Обсуждение: git diff --patience

Поиск
Список
Период
Сортировка

git diff --patience

От
"Kevin Grittner"
Дата:
I just discovered the --patience flag on the git diff command, and
I'd like to suggest that we encourage people to use it when possible
for building patches.  I just looked at output with and without it
(and for good measure, before and after filterdiff --format=context
for both), and the results were much better with this switch.
Here's a reference to the algorithm:
http://bramcohen.livejournal.com/73318.html
I think that page understates the benefits, though.
-Kevin


Re: git diff --patience

От
Bruce Momjian
Дата:
Kevin Grittner wrote:
> I just discovered the --patience flag on the git diff command, and
> I'd like to suggest that we encourage people to use it when possible
> for building patches.  I just looked at output with and without it
> (and for good measure, before and after filterdiff --format=context
> for both), and the results were much better with this switch.
>  
> Here's a reference to the algorithm:
>  
> http://bramcohen.livejournal.com/73318.html
>  
> I think that page understates the benefits, though.

I have seen the bracket example shown and the --patience output is
clearly nicer.

--  Bruce Momjian  <bruce@momjian.us>        http://momjian.us EnterpriseDB
http://enterprisedb.com
 + It's impossible for everything to be true. +


Re: git diff --patience

От
Peter Eisentraut
Дата:
On ons, 2010-09-15 at 12:58 -0500, Kevin Grittner wrote:
> I just discovered the --patience flag on the git diff command, and
> I'd like to suggest that we encourage people to use it when possible
> for building patches.  I just looked at output with and without it
> (and for good measure, before and after filterdiff --format=context
> for both), and the results were much better with this switch.

I have tried this switch various times now and haven't seen any
difference at all in the output.  Do you have an existing commit where
you see a difference so I can try it and see if there is some other
problem that my local configuration has?



Re: git diff --patience

От
"Kevin Grittner"
Дата:
Peter Eisentraut <peter_e@gmx.net> wrote:

> I have tried this switch various times now and haven't seen any
> difference at all in the output.  Do you have an existing commit
> where you see a difference so I can try it and see if there is
> some other problem that my local configuration has?

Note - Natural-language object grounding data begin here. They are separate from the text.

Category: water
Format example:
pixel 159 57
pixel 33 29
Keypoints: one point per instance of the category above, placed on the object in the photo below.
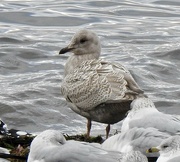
pixel 143 35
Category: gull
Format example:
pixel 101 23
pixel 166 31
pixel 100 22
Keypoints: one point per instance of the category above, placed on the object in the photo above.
pixel 169 150
pixel 143 114
pixel 97 89
pixel 135 139
pixel 51 146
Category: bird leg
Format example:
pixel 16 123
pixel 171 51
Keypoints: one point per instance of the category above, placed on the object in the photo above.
pixel 88 127
pixel 107 130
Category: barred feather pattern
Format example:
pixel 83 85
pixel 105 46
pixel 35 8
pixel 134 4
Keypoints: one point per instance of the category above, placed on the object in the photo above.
pixel 94 82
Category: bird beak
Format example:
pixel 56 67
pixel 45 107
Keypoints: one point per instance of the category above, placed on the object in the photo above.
pixel 152 149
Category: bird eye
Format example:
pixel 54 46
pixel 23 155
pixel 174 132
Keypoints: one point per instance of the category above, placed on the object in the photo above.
pixel 83 40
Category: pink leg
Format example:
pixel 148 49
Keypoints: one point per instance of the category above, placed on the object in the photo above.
pixel 88 127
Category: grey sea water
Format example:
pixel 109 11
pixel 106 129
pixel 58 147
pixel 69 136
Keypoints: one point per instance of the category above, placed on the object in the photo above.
pixel 143 35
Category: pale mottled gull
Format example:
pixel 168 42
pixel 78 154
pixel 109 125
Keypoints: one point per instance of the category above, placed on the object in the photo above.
pixel 51 146
pixel 134 156
pixel 135 139
pixel 94 88
pixel 169 150
pixel 143 114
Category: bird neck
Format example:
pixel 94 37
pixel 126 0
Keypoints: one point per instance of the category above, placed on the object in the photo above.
pixel 75 60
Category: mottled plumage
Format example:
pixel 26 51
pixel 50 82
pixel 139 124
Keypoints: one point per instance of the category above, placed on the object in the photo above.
pixel 94 88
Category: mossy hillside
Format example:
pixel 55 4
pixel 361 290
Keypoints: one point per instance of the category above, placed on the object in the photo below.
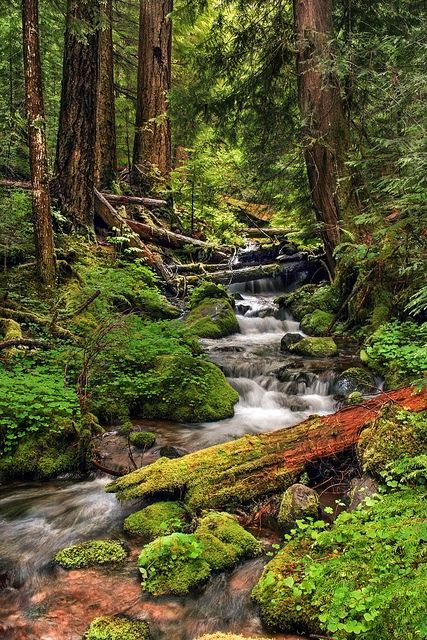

Having looked at it more, I find that the output with the switch is
usually the same as without; but when they differ, I always have
preferred the version with it on.  Attached is the diff which caused
me to see if there was a way to make the diff output smarter, and
the result of adding the --patience flag.

This is the unified form that git puts out by default, but the
benefit is there after filterdiff --format=context, too.

-Kevin



Вложения

Re: git diff --patience

От
"Kevin Grittner"
Дата:
Peter Eisentraut <peter_e@gmx.net> wrote:

> Do you have an existing commit where you see a difference so I can
> try it and see if there is some other problem that my local
> configuration has?

Random poking around in the postgresql.git commits didn't turn up
any where it mattered, so here's before and after files for the
example diff files already posted.  If you create branch, commit the
before copy, and copy in the after copy, you should be able to
replicate the results I posted.

-Kevin

Вложения

Re: git diff --patience

От
Gurjeet Singh
Дата:
Attached are two versions of the same patch, with and without --patience.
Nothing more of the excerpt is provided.